| |
| |
| |
Wouter van Reek
door Linda Ackermans
Foto © Mark Sassen
Wouter van Reek is op 1 januari 1960 geboren in Voorschoten als zoon van striptekenaar Jan van Reek. Op zijn achttiende ging hij naar de Rietveld Academie in Amsterdam, maar hij vond die opleiding te gemakkelijk en besloot een studie wiskunde te volgen. Tijdens de colleges tekende hij voortdurend, waarop een professor zei: ‘Als ik zo kon tekenen, dan wist ik het wel.’ Van Reek besloot terug te keren naar de Rietveld Academie en studeerde in 1984 af in de richting Audio Visueel.

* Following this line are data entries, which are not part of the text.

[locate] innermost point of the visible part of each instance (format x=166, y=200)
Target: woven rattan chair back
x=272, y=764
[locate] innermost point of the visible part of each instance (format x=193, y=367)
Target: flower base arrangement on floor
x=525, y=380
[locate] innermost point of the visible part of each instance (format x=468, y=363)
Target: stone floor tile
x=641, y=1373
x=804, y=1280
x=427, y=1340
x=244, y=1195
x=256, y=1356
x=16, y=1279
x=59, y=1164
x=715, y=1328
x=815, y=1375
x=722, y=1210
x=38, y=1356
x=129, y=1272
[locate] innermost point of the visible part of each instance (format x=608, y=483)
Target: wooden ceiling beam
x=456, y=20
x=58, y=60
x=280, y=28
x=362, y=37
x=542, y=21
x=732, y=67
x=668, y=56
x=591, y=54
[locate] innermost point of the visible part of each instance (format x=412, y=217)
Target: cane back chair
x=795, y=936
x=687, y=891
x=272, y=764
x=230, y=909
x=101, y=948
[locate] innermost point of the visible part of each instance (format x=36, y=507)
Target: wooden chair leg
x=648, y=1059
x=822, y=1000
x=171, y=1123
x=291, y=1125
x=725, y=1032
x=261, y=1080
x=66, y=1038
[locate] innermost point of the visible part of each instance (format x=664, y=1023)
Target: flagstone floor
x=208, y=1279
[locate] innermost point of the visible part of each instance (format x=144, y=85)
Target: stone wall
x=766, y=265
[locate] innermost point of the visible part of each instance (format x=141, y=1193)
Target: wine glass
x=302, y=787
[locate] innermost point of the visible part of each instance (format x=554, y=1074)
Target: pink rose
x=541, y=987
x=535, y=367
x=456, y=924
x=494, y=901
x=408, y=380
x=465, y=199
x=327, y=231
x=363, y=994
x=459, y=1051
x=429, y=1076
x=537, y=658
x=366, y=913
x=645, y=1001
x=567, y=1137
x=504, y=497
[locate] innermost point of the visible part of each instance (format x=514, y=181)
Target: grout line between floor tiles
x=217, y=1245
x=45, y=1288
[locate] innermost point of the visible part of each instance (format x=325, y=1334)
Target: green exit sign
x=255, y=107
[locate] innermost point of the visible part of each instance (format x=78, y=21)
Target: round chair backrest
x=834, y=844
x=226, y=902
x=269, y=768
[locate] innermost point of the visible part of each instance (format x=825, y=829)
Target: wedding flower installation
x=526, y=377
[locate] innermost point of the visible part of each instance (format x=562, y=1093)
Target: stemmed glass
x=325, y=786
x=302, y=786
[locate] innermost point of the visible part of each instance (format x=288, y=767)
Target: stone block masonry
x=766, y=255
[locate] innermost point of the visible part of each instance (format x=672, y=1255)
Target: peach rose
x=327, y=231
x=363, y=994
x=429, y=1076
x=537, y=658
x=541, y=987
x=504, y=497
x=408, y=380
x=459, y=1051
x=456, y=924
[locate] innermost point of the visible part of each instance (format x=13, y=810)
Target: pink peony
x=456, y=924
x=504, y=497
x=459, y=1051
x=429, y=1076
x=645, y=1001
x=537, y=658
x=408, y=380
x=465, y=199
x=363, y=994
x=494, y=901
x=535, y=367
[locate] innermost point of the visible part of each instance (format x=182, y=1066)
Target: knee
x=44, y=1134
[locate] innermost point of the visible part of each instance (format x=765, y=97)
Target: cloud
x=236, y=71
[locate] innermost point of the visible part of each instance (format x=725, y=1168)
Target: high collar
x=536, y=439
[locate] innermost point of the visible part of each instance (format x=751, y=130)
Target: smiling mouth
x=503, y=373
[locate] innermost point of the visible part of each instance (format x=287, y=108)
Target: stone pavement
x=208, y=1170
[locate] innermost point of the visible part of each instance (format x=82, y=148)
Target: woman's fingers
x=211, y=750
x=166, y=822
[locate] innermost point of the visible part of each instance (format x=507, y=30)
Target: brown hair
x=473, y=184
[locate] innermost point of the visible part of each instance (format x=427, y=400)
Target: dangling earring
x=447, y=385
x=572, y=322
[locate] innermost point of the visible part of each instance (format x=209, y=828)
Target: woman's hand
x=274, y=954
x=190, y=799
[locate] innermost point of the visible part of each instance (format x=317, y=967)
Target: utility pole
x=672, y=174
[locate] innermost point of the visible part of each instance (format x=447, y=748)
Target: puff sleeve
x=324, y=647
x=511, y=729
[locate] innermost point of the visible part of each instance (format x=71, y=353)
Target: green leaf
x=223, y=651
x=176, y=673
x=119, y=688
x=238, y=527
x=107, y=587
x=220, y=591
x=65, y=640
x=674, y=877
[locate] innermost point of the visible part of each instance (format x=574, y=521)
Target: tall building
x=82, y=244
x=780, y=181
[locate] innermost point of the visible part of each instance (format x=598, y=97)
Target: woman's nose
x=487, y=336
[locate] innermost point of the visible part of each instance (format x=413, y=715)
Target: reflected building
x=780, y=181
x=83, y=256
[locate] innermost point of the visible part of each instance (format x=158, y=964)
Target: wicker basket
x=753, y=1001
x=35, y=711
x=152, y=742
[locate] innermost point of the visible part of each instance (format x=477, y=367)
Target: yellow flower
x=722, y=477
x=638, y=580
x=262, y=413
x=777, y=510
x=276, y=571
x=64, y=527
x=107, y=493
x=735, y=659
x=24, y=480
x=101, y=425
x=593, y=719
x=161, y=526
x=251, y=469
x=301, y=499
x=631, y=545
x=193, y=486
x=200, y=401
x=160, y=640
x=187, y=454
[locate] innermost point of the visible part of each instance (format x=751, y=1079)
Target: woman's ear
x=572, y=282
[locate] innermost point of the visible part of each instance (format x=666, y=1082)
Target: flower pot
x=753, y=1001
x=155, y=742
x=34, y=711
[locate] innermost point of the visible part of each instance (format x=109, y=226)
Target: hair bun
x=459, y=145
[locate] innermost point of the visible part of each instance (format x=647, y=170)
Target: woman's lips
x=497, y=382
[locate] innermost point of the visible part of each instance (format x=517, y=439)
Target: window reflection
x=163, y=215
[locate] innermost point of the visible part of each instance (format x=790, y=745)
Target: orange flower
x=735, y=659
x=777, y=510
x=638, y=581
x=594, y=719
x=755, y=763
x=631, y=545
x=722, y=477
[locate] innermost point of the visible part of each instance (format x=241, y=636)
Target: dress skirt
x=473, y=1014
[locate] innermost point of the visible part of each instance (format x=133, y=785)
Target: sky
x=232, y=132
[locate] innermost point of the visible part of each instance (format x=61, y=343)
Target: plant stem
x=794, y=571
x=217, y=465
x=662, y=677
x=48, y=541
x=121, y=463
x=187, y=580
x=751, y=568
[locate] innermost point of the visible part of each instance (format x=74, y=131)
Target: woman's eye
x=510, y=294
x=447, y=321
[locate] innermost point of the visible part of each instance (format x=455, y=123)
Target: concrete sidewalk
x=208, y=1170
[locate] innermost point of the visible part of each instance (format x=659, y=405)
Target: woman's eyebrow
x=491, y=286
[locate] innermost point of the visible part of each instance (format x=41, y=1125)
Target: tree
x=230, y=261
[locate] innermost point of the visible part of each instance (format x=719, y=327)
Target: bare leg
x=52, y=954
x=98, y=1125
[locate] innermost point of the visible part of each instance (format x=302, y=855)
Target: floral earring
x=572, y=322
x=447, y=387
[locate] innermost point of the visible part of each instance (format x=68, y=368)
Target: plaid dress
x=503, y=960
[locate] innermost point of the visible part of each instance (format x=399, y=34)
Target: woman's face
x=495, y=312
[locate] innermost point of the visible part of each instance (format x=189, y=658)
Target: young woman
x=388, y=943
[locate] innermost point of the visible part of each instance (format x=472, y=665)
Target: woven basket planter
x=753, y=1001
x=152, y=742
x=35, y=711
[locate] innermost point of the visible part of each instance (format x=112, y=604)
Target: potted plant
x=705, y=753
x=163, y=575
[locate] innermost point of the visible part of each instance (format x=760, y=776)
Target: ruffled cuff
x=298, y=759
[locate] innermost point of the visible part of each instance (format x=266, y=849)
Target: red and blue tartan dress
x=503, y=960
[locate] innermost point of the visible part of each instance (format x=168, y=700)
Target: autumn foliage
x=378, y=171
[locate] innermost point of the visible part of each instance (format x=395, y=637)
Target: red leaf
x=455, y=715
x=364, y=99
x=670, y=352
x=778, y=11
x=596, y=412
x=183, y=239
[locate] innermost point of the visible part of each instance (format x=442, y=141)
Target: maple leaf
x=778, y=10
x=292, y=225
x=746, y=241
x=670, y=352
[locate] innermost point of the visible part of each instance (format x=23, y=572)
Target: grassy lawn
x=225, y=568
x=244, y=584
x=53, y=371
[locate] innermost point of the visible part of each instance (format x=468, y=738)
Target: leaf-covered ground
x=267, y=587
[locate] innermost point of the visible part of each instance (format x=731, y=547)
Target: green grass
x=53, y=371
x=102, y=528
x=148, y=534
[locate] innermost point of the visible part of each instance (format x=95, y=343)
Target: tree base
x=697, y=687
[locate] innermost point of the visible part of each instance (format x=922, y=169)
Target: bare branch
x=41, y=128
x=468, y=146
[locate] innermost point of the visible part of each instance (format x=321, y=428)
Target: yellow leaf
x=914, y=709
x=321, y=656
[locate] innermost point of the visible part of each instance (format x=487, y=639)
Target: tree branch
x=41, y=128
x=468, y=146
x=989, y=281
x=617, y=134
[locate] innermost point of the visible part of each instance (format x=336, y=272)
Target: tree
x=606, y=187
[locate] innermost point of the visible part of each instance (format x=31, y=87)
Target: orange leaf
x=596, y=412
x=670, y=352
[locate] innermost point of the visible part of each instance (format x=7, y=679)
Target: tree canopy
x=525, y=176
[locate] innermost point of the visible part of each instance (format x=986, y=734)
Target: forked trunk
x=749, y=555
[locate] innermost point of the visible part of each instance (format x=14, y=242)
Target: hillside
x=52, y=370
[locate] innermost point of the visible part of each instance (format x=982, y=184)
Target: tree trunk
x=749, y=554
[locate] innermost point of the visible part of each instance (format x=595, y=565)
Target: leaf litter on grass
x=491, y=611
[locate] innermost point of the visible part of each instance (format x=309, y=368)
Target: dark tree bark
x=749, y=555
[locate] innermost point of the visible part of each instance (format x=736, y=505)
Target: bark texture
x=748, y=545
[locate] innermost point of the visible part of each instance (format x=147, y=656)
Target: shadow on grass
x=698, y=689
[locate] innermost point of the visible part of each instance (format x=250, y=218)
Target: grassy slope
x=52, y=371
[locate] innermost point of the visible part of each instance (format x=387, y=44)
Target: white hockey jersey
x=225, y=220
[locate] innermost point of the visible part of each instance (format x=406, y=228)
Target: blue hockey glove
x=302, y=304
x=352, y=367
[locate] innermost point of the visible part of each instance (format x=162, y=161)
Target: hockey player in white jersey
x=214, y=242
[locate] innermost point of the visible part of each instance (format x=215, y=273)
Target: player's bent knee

Van Reek is illustrator voor de Volkskrant en De Beroepengids, vervaardigt boekomslagen en maakt handgetekende computeranimaties voor Sesamstraat. Het meest bekend is hij van de animatiefilmpjes over het fantasiefiguurtje Keepvogel en zijn hond Tungsten, die van 2000 tot en met 2006 te zien waren in het televisieprogramma Villa Achterwerk van de vpro. De serie werd bekroond met de 1st Prize Animated Short Film op het Chicago International Children's Film Festival 2002.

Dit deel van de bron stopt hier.